Eight of the new appointees are women. Of the 14 permanent judges to be appointed on November 17, 2001, only one is a woman - the former vice-president of the tribunal, Judge Florence Mumba from Zambia.
Three former permanent judges are included in the 27 ad-litem ones. Lal Chand Vohrah from Malaysia has sat at the tribunal since its foundation but did not apply for a third permanent judge's mandate, which would have commenced in November 2001.
Mohamed Al-Habib Fassi Fihri from Morocco and Rafael Nieto-Navia from Colombia did seek to renew their mandates as permanent judges, but failed to secure enough votes. Posts as ad-litem judges come as something of a "consolation prize".
One of the most interesting details to come out of the UN General Assembly process was the participation, for the first time, of the Mexican representative. Previously Mexico has abstained from voting for tribunal judges on the grounds that the country disapproved of the way the UN Security Council went about setting up ad-hoc courts.

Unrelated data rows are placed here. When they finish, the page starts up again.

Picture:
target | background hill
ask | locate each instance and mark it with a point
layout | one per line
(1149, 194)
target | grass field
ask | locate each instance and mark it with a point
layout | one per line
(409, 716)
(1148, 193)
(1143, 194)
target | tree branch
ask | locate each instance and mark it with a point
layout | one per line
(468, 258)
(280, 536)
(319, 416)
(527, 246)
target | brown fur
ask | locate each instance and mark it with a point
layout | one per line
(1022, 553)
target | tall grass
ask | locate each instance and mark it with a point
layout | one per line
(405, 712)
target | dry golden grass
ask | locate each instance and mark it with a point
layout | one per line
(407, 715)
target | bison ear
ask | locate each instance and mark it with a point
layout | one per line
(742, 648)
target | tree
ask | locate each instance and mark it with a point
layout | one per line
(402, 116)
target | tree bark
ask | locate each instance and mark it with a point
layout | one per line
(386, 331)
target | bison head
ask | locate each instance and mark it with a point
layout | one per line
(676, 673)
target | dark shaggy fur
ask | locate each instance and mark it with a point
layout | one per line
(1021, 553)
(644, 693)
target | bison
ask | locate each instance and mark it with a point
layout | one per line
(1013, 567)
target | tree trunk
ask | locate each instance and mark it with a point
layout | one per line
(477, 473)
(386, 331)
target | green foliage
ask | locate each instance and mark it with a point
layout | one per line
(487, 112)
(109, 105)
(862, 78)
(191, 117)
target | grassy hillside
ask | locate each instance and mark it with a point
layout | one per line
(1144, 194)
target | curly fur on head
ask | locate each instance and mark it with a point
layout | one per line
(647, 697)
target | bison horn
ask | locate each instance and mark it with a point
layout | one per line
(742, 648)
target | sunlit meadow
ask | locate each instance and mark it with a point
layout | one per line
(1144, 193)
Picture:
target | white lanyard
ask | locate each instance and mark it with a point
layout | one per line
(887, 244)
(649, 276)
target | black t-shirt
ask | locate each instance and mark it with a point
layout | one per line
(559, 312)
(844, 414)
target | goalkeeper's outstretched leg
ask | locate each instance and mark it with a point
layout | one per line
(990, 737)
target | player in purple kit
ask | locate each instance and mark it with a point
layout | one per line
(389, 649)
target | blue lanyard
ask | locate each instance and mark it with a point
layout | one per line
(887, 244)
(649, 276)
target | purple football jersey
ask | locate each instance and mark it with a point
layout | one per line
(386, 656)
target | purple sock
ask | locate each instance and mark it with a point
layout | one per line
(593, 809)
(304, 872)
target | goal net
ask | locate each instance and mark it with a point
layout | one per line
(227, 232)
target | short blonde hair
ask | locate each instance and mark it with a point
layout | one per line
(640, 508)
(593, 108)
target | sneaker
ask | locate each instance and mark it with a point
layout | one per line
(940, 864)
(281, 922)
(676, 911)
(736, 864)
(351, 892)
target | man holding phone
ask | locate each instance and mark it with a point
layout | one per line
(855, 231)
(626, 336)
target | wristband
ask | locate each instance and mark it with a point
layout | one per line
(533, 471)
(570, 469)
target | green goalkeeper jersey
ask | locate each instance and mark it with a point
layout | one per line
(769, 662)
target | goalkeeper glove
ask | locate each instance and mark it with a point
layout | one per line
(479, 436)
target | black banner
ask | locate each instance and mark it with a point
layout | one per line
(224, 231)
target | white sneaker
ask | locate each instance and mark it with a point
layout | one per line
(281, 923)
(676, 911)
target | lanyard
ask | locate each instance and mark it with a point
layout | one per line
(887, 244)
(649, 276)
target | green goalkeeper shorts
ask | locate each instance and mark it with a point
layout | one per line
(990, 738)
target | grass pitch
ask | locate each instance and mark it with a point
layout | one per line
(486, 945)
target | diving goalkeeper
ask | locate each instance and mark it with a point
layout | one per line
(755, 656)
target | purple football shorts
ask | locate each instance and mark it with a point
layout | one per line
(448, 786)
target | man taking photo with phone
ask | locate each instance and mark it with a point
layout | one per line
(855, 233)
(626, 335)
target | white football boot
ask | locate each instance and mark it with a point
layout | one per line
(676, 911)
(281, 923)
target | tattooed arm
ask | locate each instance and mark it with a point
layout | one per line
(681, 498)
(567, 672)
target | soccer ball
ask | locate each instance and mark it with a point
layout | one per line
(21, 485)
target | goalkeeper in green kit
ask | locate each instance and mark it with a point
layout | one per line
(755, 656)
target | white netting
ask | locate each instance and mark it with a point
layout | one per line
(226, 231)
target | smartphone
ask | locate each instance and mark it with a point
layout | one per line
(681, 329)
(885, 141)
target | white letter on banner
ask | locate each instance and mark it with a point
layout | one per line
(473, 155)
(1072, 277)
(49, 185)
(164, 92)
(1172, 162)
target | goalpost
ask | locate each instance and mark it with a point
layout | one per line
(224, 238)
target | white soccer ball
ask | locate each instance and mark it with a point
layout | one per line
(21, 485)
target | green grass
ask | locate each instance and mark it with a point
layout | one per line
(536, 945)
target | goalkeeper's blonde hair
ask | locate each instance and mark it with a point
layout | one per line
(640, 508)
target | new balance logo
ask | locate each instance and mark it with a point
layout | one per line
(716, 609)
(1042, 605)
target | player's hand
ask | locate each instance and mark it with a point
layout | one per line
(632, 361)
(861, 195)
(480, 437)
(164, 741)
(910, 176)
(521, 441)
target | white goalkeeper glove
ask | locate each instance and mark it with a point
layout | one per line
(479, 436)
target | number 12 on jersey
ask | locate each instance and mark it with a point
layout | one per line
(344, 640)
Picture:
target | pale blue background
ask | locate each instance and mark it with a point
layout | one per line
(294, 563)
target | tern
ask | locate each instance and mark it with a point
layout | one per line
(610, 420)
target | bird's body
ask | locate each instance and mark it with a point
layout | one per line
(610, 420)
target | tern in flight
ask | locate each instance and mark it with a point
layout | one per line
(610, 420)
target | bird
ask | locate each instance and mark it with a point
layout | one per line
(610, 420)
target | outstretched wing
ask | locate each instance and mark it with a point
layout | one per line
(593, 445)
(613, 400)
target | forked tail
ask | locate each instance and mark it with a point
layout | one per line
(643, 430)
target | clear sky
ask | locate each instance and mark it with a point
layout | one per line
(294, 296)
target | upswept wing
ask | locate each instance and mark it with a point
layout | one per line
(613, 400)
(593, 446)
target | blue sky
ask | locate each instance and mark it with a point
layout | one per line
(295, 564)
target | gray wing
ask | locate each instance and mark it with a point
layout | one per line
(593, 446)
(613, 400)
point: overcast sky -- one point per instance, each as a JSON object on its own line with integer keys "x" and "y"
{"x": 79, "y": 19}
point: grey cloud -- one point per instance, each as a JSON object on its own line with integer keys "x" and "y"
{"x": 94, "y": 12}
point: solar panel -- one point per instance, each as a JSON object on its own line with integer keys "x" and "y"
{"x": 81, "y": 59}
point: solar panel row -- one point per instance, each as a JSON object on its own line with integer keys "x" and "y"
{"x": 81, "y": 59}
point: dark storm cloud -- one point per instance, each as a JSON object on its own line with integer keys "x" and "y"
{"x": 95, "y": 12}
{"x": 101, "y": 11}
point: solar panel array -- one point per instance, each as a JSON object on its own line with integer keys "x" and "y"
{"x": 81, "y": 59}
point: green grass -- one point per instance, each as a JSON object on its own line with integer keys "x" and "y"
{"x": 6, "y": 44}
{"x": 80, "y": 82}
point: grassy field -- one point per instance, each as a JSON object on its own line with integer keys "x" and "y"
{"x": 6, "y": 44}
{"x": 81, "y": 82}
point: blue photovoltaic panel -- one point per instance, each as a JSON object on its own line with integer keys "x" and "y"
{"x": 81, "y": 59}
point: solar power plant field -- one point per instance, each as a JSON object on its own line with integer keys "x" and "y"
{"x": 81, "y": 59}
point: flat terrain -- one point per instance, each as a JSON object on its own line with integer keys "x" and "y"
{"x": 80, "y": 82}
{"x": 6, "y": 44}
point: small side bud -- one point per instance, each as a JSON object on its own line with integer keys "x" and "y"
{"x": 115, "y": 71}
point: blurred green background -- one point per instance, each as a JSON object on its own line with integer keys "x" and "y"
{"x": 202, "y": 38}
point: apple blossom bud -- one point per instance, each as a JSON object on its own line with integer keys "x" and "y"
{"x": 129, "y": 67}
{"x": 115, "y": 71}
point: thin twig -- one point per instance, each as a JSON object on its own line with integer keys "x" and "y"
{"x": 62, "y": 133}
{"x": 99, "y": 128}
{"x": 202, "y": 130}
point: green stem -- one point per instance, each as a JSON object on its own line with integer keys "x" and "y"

The Mexican representative reiterated the principal objections last week, but said he would participate in the voting because his country "recognised the contributions the tribunals had made in ...bringing justice to those responsible for serious crimes of international relevance".
Mirko Klarin is IWPR senior editor for the war crimes tribunal and editor-in-chief of SENSE News Agency.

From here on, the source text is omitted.